Community activists in San Francisco’s predominantly gay Castro neighborhood are outraged by a recent effort by the Mission Delores Neighborhood Association calling for removal of the Rainbow flags that are hung from the light posts in the Castro.
Joe Cain, the Association’s Board of Director, told the Associated Press that the rainbow gay pride flags that have flown for years along the main stretches of the Castro District, were illegally hung on the metal lamp posts.
San Francisco city ordinance only allows temporary banners on the posts, he said, which were designated city landmarks in 1991, out of concerns the fasteners used to attach them could rust and mar their beauty.
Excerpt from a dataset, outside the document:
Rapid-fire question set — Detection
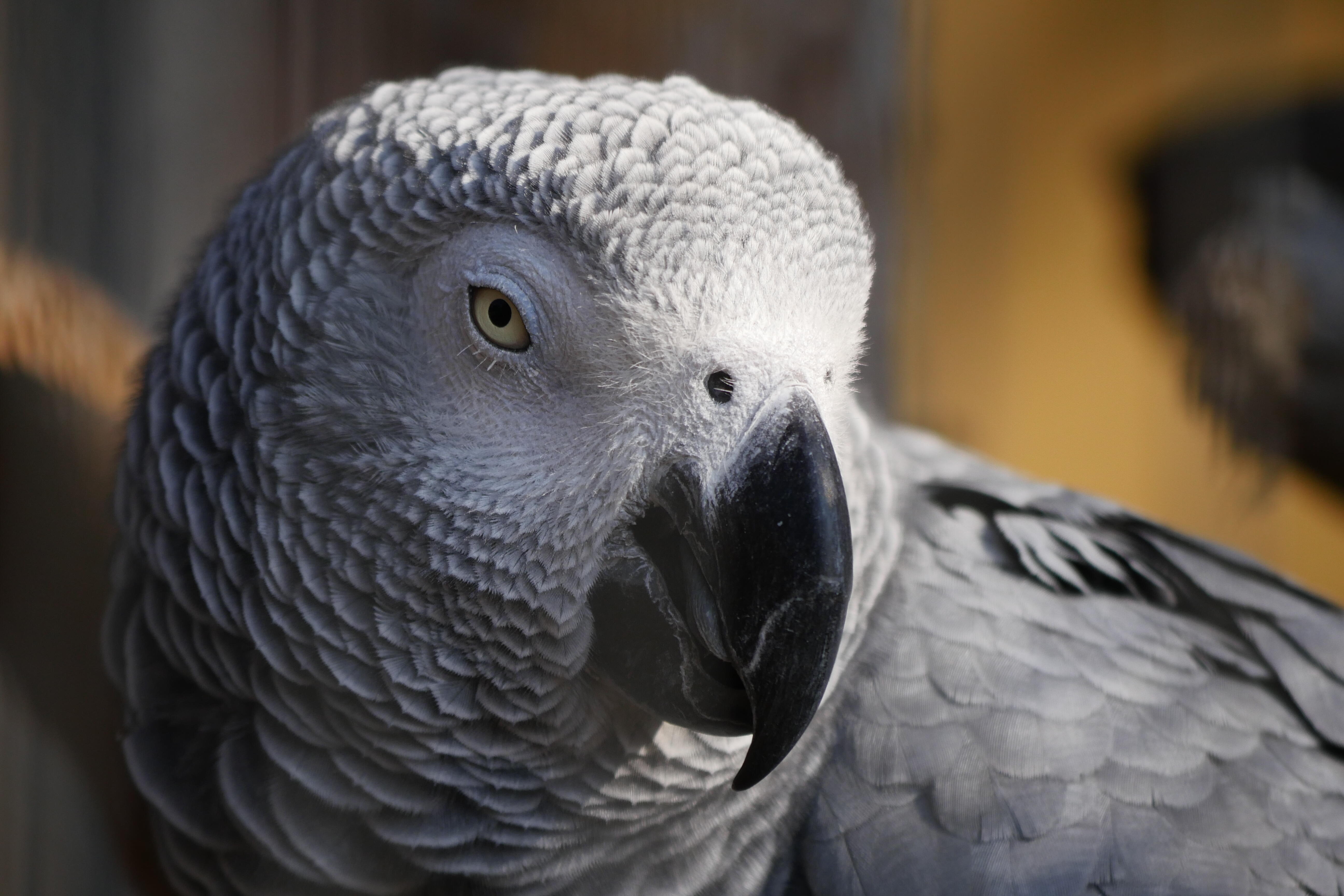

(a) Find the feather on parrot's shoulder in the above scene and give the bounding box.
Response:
[800,430,1344,895]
A spokesman for San Francisco’s GLBT Historical Society says that assertion is not true, and that the flags, originally designed by San Franciscans Gilbert Baker and Jomar Teng for the San Francisco Gay Freedom Day Parade, and which debuted on June 25, 1978, have hung in The Castro for over thirty years.
Openly Gay San Francisco District 8 City Supervisor, Bevan Dufty, whose district includes the area served by the Mission Delores Neighborhood Association as well as the Castro, is calling for a compromise.
Dufty who is term limited, is pushing for legislation to be passed before he leaves office, designed to save the banners while keeping the lamp posts safe.
The city’s Historic Preservation Commission issued a decision backing the plan last week and the city’s Board of Supervisors is expected to approve the changes next month.
Cain said that the Association’s position is that the banners simply don’t belong on the posts permanently.
“We completely support the diversity in the area — this is about preserving a city landmark from permanent signage.”
Dufty disagrees, saying: “This is where the rainbow flag started. This is a neighborhood that should be identified as one of the strongest and most vibrant gay and lesbian neighborhoods in the world.”
“I feel there is a balance between historic preservation and the historical context of the neighborhood,” Dufty said.
Should the Board of Supervisors pass the measure, it would allow banners that distinguish a neighborhood, the rainbow banners included, to remain on the lamp posts permanently as long as their fasteners do not cause damage. The installation would also be periodically reviewed by city officials.
Cain said the rainbow banners will set a bad precedent for other groups looking to put up permanent signs on the lamp posts in the City’s historic preservation areas.